Avoid feeding your cat prior to travelling to avoid sicknessOnce they’re inside limit their access to food and water. If they have food or water before travelling, they’re more likely to get sick on the car ride. Once you’re ready to go, lure your kitten or cat into their carrier (try not to force them in unless you need to and remember that patience is key), so they’re calm and feel safe, then shut the door behind them. Bring a towel and cleaning equipment in case they have an accident.

Put the carrier in your car and put the seat belt around the carrier. This is an important step because if you need to stop suddenly or take a sharp corner, the carrier is secure. If they become distressed, place the spare blanket over the carrier to reduce the visual stimulation but make sure there’s still enough airflow.

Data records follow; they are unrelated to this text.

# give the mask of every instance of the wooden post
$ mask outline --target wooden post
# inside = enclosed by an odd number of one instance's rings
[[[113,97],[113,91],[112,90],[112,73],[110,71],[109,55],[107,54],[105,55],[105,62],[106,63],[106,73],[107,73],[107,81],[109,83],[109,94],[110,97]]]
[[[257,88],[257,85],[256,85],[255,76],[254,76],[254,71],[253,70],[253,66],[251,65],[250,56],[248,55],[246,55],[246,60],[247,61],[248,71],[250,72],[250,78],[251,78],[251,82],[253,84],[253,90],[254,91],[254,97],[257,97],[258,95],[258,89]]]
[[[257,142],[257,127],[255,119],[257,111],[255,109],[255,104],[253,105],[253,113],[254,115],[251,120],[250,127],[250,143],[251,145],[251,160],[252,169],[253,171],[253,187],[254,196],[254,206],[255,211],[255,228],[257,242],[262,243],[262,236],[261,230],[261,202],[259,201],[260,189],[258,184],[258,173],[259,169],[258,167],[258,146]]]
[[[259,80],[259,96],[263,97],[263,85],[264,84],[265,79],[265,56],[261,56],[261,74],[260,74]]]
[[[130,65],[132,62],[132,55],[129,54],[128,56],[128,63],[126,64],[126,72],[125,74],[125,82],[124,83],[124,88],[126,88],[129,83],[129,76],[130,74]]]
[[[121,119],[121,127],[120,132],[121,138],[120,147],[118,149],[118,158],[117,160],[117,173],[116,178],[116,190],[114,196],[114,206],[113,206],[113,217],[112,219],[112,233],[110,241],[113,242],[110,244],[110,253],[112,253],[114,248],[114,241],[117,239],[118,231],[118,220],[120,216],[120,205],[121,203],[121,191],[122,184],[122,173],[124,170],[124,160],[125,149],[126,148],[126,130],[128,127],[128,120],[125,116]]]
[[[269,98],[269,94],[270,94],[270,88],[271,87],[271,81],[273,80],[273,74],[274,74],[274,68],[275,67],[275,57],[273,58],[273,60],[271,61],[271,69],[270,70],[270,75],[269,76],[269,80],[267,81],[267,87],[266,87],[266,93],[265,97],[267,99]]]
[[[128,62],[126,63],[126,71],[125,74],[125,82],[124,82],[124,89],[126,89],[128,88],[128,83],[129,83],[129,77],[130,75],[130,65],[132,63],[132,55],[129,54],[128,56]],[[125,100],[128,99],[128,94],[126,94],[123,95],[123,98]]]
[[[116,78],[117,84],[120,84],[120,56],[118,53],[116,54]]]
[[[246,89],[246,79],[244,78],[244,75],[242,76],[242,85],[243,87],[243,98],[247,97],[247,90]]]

If your kitten or cat gets carsick, then look into travel aids such as Sedapet, Travel Well or talk to your local Animates Vetcare for alternative treatments to help avoid motion sickness for future trips.

Following the steps outlined will help you have a calm, relaxed feline friend by the time you reach your destination. Some kittens or cats may take a little longer to get used to travelling than others, but patience and perseverance are key.

Things to consider:

  • Keep your feline friend inside while you are preparing to travel
  • Lure your kitten or cat calmly into their carrier
  • Bring cleaning supplies in case they have an accident
  • Look into motion sickness remedies if they get unwell while travelling

Final thoughts

Investing the time into getting your feline friend used to their carrier will help them travel calmly and safely. Remember to avoid giving your kitten or cat food or water before you travel, and patiently lure them into their carrier when it’s go-time. Some get motion sick, so you may need to look at treatments for this, but remember to be patient while they learn about their carrier and travelling.